Mientras me quito la chaqueta de sport, que no reconozco, y la coloco en el respaldo a toda prisa le respondo:

–Necesito un café con leche, y, papel. Y si no tiene folios, o una libreta, un paquete de servilletas y un bolígrafo. Por favor. ¡Yo se lo pago!

–No hace falta –se me queda mirando y añade–. Aquí no vendemos ni servilletas ni bolígrafos. Tiene prisa por escribir ¿eh?

No le respondo.

Miro el color ocre del viento y la Sierra desaparecida desde el ventanuco del semisótano. Arrugo los ojos al mirar el resol que me deslumbra. El camarero deja, o casi tira, sobre la mesa un bolígrafo roñoso y una grasienta caja de plástico dispensadora de servilletas traslúcidas, con la marca de un vermut. El viejo artefacto incorpora un cubilete para palillos a un lado. ¿Quién podría ser tan audaz como para meterse en la boca una de esas astillas con mugre, como de segunda mano?

–¡Todo eso es gratis! Ahora traigo el café.

El camarero es muy obeso y tiene aspecto árabe.
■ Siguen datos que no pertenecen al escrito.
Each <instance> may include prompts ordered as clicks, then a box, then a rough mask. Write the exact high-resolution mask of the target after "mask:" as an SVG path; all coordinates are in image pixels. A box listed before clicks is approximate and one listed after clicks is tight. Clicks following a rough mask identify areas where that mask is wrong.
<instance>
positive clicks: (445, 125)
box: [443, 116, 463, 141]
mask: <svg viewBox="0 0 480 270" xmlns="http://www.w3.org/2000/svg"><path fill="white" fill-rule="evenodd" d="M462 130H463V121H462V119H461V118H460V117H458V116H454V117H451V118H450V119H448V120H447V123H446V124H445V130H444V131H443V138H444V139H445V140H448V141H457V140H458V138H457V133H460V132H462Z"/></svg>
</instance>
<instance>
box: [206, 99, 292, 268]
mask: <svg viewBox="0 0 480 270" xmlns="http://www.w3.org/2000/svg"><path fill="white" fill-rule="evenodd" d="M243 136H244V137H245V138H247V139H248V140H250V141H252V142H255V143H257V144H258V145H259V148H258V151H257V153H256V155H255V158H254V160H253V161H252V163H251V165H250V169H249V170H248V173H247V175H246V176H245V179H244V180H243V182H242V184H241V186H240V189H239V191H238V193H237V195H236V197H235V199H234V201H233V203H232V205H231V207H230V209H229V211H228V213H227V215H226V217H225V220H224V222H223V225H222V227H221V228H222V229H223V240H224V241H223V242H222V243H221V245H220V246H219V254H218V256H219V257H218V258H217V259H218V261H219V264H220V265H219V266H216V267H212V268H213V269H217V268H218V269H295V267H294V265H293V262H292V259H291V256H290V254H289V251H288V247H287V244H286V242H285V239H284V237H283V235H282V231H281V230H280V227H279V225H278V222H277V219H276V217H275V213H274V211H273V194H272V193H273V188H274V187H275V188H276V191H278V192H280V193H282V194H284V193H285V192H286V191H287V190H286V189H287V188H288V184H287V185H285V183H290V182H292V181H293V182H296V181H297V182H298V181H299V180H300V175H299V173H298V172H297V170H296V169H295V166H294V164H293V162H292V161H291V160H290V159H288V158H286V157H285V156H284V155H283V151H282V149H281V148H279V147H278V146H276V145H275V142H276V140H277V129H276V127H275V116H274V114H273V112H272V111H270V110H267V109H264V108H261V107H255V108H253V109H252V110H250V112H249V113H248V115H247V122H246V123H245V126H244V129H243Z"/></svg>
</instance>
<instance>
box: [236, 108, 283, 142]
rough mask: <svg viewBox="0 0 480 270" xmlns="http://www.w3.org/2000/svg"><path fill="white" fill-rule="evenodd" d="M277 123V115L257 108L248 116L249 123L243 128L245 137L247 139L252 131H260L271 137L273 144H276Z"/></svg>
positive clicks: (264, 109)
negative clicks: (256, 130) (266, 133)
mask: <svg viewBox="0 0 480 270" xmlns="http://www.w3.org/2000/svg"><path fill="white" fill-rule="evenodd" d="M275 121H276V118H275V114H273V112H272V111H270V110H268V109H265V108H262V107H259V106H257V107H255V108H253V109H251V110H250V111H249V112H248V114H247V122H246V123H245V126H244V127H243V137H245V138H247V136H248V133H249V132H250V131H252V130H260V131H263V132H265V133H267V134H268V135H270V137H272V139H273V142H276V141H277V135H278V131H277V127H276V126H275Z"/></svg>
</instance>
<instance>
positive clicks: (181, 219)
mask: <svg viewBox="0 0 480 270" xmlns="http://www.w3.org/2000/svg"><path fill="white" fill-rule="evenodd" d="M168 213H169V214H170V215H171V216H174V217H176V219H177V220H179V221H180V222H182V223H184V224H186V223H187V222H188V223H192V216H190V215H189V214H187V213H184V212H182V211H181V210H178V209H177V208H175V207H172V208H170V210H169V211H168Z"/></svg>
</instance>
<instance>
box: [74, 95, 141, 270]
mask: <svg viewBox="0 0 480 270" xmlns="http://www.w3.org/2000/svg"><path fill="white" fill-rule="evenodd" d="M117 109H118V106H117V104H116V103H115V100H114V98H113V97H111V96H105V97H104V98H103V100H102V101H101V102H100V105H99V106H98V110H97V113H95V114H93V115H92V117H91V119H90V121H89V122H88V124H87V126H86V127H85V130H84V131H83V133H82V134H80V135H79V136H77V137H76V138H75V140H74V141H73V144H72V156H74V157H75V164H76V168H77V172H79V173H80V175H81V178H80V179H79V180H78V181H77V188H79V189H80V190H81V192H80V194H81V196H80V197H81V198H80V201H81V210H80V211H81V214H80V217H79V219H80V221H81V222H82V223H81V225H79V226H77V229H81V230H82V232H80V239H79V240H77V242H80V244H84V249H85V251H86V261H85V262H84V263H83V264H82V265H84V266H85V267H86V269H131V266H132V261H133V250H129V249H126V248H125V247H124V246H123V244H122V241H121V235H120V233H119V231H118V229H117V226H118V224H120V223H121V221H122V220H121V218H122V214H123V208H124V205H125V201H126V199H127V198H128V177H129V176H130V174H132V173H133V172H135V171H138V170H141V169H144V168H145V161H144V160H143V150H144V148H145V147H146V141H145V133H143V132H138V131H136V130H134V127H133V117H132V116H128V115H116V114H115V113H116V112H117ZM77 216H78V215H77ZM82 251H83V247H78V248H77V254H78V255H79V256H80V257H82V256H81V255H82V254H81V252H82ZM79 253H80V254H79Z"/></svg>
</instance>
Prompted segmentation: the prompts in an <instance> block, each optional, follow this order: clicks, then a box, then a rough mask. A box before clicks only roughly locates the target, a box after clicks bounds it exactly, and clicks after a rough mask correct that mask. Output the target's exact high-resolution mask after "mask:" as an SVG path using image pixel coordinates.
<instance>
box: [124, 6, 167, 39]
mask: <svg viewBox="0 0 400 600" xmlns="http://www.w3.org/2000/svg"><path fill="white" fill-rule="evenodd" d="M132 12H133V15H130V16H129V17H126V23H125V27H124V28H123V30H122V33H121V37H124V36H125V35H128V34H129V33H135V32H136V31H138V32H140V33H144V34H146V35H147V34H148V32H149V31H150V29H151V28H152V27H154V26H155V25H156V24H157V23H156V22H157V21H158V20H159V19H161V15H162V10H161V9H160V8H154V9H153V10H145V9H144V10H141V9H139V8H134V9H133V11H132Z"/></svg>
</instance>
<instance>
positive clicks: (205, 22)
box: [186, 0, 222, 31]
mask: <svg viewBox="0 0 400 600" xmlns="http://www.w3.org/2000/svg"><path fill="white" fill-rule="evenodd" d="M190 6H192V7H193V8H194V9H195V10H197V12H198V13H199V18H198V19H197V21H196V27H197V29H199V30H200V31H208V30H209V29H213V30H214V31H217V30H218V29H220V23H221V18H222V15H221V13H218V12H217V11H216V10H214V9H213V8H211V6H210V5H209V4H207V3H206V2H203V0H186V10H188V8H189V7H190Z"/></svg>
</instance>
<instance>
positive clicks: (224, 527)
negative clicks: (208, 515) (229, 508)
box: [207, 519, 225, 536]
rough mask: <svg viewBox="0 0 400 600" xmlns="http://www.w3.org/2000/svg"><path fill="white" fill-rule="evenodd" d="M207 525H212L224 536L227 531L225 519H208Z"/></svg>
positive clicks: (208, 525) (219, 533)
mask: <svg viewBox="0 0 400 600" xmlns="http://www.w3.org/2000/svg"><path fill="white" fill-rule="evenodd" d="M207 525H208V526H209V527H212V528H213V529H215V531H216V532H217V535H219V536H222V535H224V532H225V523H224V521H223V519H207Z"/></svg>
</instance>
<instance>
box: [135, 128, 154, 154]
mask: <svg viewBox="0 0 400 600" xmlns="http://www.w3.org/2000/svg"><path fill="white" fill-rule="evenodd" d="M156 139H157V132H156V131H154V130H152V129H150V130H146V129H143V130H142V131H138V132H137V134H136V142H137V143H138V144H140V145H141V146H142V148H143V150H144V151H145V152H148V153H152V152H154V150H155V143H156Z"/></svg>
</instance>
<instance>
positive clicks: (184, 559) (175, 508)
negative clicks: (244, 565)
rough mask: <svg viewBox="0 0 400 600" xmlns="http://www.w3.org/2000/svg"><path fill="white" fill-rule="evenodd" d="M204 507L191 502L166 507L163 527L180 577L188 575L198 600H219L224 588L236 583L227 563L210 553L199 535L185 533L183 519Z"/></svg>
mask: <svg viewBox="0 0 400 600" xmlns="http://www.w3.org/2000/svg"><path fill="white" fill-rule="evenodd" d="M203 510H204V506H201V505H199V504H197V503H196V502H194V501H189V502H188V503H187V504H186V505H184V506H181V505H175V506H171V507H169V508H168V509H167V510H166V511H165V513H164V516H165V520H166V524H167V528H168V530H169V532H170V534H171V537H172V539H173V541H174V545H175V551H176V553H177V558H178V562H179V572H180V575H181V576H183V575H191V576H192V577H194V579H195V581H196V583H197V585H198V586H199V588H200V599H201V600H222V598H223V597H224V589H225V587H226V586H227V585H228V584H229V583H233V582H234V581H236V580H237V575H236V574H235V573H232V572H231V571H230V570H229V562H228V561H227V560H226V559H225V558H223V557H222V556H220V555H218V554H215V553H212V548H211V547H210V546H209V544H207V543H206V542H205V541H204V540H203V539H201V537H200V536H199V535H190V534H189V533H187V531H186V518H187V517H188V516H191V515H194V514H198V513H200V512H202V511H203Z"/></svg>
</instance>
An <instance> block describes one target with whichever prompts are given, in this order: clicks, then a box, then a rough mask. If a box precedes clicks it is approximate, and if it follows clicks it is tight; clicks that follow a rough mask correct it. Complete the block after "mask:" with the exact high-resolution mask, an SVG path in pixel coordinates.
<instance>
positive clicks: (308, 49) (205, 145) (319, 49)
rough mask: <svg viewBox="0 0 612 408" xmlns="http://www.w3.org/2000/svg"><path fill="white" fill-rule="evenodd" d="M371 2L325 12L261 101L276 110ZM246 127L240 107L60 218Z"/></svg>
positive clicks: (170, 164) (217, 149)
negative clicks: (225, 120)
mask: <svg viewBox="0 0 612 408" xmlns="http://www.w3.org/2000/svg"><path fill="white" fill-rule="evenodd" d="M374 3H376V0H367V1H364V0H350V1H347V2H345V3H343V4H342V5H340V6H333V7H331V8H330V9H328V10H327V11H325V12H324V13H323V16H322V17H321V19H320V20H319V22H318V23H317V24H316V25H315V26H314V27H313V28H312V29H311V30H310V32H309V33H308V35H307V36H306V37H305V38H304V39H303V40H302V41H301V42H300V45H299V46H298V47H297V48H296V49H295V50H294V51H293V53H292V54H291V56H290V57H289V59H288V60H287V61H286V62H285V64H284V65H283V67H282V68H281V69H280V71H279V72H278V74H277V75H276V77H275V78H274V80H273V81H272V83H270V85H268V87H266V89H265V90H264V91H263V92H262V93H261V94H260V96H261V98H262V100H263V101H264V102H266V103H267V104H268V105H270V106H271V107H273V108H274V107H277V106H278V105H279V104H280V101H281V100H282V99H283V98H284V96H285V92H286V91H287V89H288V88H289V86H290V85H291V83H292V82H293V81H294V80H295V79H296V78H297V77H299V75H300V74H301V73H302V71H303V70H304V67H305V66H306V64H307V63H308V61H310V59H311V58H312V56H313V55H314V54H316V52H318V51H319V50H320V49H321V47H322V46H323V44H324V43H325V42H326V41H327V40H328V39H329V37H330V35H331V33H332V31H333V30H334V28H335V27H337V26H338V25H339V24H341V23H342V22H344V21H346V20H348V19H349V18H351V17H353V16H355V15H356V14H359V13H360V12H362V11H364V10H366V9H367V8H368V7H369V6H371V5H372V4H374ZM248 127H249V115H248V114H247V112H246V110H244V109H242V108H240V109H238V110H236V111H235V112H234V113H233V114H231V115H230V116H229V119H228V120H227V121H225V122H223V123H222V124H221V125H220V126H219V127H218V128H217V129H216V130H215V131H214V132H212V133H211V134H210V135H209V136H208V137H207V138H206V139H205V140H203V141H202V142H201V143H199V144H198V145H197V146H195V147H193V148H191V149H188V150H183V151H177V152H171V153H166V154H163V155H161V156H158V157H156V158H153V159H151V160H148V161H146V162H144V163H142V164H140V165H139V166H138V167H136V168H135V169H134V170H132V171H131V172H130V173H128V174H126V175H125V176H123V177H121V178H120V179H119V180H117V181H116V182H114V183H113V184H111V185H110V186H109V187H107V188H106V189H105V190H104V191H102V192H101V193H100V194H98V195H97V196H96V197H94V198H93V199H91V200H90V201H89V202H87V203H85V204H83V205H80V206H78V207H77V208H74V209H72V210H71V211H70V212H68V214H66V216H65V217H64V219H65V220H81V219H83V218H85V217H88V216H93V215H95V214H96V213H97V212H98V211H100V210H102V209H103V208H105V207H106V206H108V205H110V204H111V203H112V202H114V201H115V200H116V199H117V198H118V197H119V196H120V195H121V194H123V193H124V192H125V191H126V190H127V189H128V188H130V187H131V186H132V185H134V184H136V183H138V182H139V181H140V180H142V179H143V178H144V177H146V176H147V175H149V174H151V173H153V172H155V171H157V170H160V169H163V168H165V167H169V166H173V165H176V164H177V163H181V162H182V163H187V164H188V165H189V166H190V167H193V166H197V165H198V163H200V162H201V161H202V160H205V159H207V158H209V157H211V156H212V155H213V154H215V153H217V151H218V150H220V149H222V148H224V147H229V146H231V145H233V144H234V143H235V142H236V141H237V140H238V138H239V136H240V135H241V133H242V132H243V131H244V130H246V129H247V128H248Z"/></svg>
Cojo la primera servilleta de papel, la arrugo y la tiro al suelo rápidamente, convertida en una pelotilla, ante la cara indignada del camarero. Abro la segunda servilleta, casi transparente, y empiezo a escribir en ella:

Y… ¡Ya está aquí!

“El espíritu de aquella existencia que había arrastrado en tiempos parecía resurgir en los días de bochorno y calima tan frecuentes en ciertos territorios recónditos de Túnez”. ¿Túnez? ¿O mejor Orán?